Taking us from a haunted pre-war Manhattan apartment building to the unique initiation ritual of a book club, these twelve delightfully demented stories are a refreshing and wicked answer to the question: “What do housewives do all day?”
APPLE BOOKS REVIEW
The hilarious short stories in this collection capture the craziness that ensues when smart, passionate women have too much time and money on their hands—and not enough fulfillment. “The Wainscoting War” (read during our commute to work) is an outrageous war story involving cats, beige paint, and nuclear-grade passive-aggressiveness.

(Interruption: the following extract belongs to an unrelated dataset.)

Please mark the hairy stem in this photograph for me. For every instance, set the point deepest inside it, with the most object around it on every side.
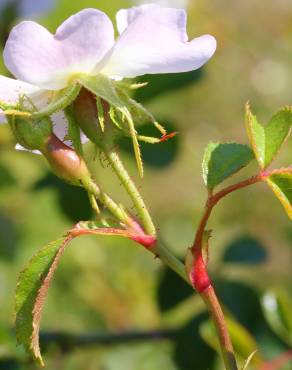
(159, 249)
(217, 315)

And lightning-quick reads like “What I Do All Day” and “How to Be a Grown-Ass Lady” have enough biting humor to get you through a gray afternoon.
PUBLISHERS WEEKLY
Ellis, a professional poker player and author (Eating the Cheshire Cat), turns domesticity on its head in her darkly funny 12-story collection, featuring hausfraus in various stages of unraveling. These wives are not like the perfect 1970s-mom Carol Brady, the blue-collar Roseanne Conner, or even the tightly wound Claire Dunphy. Ellis immediately sets the tone in "What I Do All Day," about a modern Stepford Wife she is "lucky enough to have a drawer just for glitter" with bite. In the rest of the collection, women become involved in increasingly hostile epistolary e-fights over wainscoting in a shared hallway ("The Wainscoting War"), speak in codes that require translation ("Southern Lady Code"), and take their book club to a whole new level ("Hello! Welcome to Book Club"). One wife finds a fiendish way to contend with a domineering mother-in-law and the son she raised ("Dead Doormen"); another finds that having a significant following on social media doesn't save her from her book sponsor's ruthlessness in actually getting the thing written ("My Book Is Brought to You by the Good People at Tampax"). Ellis hits the satirical bull's-eye with a deliciously dry, smart voice that will have readers flipping the pages in delight.